Here is a reproducible example for discussion:
# Load packages
library(tidyverse)
library(zoo)
library(lubridate)
library(tidyr)
# Reproducable example
set.seed(2017)
df <- tibble(
id = integer(15),
days = integer(15),
race = character(15),
language = character(15)
) %>%
mutate(
id = rep(1:3, each = 5)
) %>%
group_by(id) %>%
mutate(
days = as.integer(c(rnorm(2, -30, 15), 0, rnorm(2, 200, 100))),
race = if_else(days == 0, sample(c("W", "AA", "A", "O"), 1, replace = TRUE), NA_character_),
language = if_else(days == 0, sample(c("English", "Spanish", "Other"), 1, replace = TRUE), NA_character_)
) %>%
arrange(id, days)
df
id days race language
<int> <int> <chr> <chr>
1 1 -31 <NA> <NA>
2 1 -8 <NA> <NA>
3 1 0 W English
4 1 24 <NA> <NA>
5 1 273 <NA> <NA>
6 2 -31 <NA> <NA>
7 2 -23 <NA> <NA>
8 2 0 O English
9 2 4 <NA> <NA>
10 2 199 <NA> <NA>
11 3 -33 <NA> <NA>
12 3 -6 <NA> <NA>
13 3 0 A English
14 3 234 <NA> <NA>
15 3 357 <NA> <NA>
I figured out a couple ways to get the result I want:
Using zoo::na.locf
time_invariant <- c("race", "language")
df2 <- df %>%
group_by(id) %>%
mutate_at(.vars = time_invariant, .funs = na.locf, na.rm = FALSE) %>%
arrange(id, desc(days)) %>%
mutate_at(.vars = time_invariant, .funs = na.locf, na.rm = FALSE) %>%
arrange(id, days)
Which takes 0.066293 secs to complete on the reproducible example using my 2016 MB Pro.
I also tried tidyr::fill
df2 <- df %>%
group_by(id) %>%
fill_(fill_cols = time_invariant) %>%
fill_(fill_cols = time_invariant, .direction = "up")
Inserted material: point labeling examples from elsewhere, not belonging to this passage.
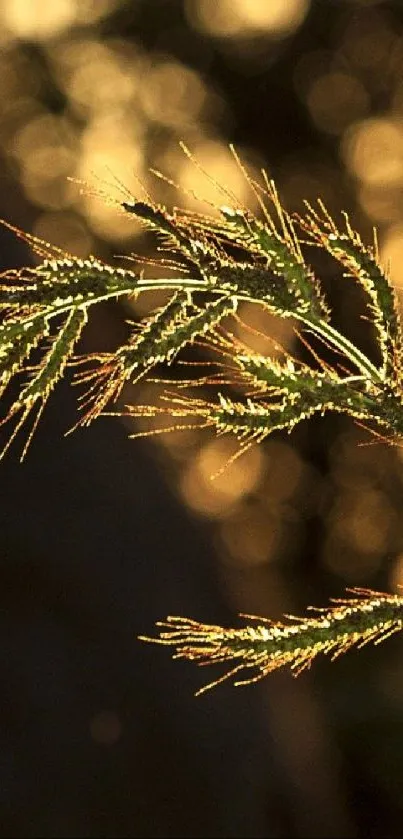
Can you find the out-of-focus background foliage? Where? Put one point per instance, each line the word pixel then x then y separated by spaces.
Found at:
pixel 100 535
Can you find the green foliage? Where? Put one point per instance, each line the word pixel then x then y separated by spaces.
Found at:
pixel 214 264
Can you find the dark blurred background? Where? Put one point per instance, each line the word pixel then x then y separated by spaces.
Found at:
pixel 100 535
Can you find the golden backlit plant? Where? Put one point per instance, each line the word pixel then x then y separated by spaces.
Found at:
pixel 208 266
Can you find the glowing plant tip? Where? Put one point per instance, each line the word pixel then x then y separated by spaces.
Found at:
pixel 263 645
pixel 208 266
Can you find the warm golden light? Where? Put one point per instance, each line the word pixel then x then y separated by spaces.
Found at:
pixel 242 18
pixel 212 487
pixel 373 151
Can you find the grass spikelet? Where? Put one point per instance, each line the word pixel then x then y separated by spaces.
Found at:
pixel 264 646
pixel 363 264
pixel 45 376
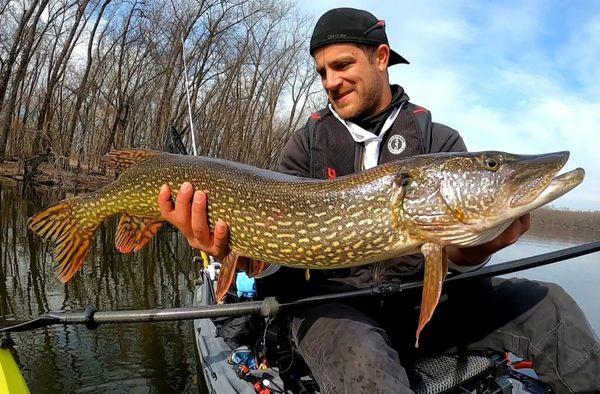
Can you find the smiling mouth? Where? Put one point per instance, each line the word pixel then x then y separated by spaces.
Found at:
pixel 338 97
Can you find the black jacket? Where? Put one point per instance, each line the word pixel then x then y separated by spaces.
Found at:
pixel 335 149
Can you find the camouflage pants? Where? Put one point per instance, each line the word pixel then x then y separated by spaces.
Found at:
pixel 358 347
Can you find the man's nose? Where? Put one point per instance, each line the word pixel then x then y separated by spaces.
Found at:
pixel 332 81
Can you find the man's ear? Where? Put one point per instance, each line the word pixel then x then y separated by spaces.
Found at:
pixel 382 56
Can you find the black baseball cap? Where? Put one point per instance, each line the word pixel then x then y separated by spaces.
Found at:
pixel 354 26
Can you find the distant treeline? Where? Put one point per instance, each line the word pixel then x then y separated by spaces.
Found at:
pixel 79 78
pixel 551 221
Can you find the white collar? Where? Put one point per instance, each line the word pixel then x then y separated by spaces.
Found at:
pixel 361 135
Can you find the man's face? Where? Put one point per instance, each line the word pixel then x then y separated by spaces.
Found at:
pixel 352 80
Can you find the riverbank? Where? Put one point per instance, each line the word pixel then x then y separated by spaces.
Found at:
pixel 11 173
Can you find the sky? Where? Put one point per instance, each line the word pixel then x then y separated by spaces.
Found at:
pixel 514 76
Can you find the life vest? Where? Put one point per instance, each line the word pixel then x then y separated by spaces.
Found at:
pixel 333 152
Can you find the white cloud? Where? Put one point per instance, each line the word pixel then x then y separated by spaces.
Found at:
pixel 519 76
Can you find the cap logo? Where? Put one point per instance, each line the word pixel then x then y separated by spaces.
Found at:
pixel 380 23
pixel 396 144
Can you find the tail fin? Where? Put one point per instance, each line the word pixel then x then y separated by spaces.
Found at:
pixel 70 237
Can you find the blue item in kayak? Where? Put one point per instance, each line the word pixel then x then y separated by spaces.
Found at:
pixel 246 286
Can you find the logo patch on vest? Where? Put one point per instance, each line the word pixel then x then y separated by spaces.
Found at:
pixel 396 144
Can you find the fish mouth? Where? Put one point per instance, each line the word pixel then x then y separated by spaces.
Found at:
pixel 538 182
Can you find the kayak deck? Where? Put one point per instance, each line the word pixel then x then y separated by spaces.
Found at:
pixel 436 374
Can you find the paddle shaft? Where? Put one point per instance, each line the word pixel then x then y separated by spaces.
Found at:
pixel 270 307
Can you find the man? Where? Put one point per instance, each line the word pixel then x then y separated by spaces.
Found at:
pixel 356 347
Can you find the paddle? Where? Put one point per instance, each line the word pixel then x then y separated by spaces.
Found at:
pixel 270 306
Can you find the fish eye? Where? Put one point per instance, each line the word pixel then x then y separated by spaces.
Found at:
pixel 491 163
Which takes 0.04381585 secs to complete on the reproducible example using my 2016 MB Pro.
However, on my real data the zoo::na.locf approach took 3.172092 mins, and the tidyr::fill approach took 5.523152 mins. These times aren't terrible, but I did notice that they were considerably slower than Stata (9.9060 secs on my 2016 MB Pro running Stata 14.2). This speed difference prompted me to see if anyone knows of a faster approach.